In the fullness of time, because of our “happy fault”, Jesus died so that we could become members of his body and be more closely united to God when we are raised after our deaths – a gift even greater than the undying bodily life which could have been given to the first human.
Is it sinful to have sex even within marriage?
Discussions about “Original Sin” often get caught up with a very old idea that there’s something inherently sinful about the way babies are made within marriage. This in itself confuses original sin (which is a status) with the question of whether it’s a sinful act to conceive a child. But in any case, the idea that marital sex is sinful was never an official doctrine of the Church. Marriage between two Christians is a sacrament, and St John Paul II pointed us towards the idea that the bed of a married couple is a holy altar on which this sacrament reaches its consummation – a sacred moment indeed.
Do unbaptised babies go to heaven?
It’s a doctrine that infants who die before being baptised don’t deserve to go to heaven. But it is only an opinion suggested by scholars that God holds these souls in a place called Limbo which isn’t quite as happy as heaven. Pope Benedict XVI asked some top theologians to look again at this teaching and in 2007, their report said that we can believe that God does admit unbaptised children to heaven, but does so as an undeserved gift.

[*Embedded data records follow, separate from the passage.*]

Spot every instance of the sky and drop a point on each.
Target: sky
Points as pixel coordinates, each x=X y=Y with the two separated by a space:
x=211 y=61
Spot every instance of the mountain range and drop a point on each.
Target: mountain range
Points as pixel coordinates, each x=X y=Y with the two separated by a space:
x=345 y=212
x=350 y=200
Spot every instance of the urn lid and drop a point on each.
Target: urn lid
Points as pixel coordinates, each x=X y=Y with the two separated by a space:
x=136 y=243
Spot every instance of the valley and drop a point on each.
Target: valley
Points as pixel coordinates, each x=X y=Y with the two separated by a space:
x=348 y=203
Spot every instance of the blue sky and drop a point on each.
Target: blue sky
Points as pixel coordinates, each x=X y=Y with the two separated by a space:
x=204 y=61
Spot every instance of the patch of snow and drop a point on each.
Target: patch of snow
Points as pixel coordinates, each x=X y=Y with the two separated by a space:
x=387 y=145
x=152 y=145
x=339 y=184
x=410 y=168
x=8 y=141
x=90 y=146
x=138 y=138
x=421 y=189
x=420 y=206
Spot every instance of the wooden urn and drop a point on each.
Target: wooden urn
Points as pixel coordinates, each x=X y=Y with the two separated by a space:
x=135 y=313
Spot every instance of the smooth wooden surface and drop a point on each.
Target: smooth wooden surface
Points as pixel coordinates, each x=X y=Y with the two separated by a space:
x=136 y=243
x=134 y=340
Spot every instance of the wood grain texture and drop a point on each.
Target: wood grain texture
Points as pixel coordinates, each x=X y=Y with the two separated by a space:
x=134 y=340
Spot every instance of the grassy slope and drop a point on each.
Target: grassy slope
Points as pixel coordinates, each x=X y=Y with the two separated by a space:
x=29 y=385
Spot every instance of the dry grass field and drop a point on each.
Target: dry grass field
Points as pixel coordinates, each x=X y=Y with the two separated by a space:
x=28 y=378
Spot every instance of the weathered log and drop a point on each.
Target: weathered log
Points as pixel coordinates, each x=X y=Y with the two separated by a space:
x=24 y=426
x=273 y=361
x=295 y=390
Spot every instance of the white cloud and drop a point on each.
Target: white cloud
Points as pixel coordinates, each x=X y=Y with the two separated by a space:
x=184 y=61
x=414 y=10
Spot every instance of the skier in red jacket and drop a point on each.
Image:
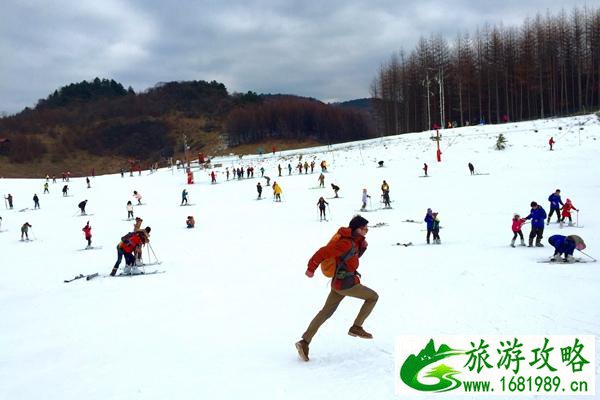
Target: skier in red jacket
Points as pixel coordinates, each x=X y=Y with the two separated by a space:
x=346 y=281
x=87 y=229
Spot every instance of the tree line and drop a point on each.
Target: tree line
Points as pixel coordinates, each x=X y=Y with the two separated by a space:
x=289 y=117
x=549 y=66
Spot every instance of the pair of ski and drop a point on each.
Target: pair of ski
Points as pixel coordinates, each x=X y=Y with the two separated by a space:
x=121 y=275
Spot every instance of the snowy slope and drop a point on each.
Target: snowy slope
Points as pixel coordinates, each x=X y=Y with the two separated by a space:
x=222 y=321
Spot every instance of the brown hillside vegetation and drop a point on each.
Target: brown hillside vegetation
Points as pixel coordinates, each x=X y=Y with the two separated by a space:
x=102 y=126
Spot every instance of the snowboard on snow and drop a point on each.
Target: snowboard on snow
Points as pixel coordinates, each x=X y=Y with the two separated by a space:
x=561 y=261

This case gives us a good example of how carefully we must express the Church’s teaching. Pope Innocent III taught that “the punishment for original sin is the loss of the beatific vision” – in other words, every human being born into our sinful race, because they belong to a sinful race, is not automatically entitled to go to heaven. It sounds like Pope Innocent III was saying that unbaptised babies couldn’t go to heaven. But the statement also leaves room to say that even though they are not entitled to it, God admits them to heaven as an undeserved gift, an act of mercy, a grace. In this Year of Mercy, perhaps we can comfort someone who has lost a child with the idea that the Church trusts in God’s mercy towards infant souls.
The only reason we can’t give a 100% cast-iron guarantee that unbaptised babies go to heaven is that neither the Bible nor the Tradition going back to the Apostles says anything definite on the matter – we can only extrapolate from our general knowledge of God’s love and mercy. Meanwhile, it’s right and proper that we do present our babies to be baptised because God wants us to work with him in the work of redeeming the world; every time we celebrate a sacrament, we do things God’s way, and heaven rejoices.
Yes, we were born tainted by Original Sin. No, the act by which we were conceived was not intrinsically sinful. Yes, our bodies will die.
It was never logically coherent to blame Original Sin as the sole reason why we commit actual sins, but our modern scientific knowledge is beginning to allow a much more detailed consideration of how genetics shape human behaviour.
Empirical evidence rules out the idea that death (of plants and animals) only takes place because of the first human sin, and positing that the human body is meant to be intrinsically immortal is highly implausible.
Over the centuries, particularly concerning unbaptised babies, the Catholic Church has carefully nuanced its teaching so that statements which seemed to point in one direction are now taken as pointing in another. The very concept of Original Sin is therefore reduced to a status which a person acquires at conception and loses by baptism, but which has very little practical consequence when distinguished from concupiscence.
Born Bad? No – we are made in God’s image and Genesis assures us that we are very good.
Born imperfect? Yes – but we are invited by a merciful God to walk the path of the sacraments all the way to heaven.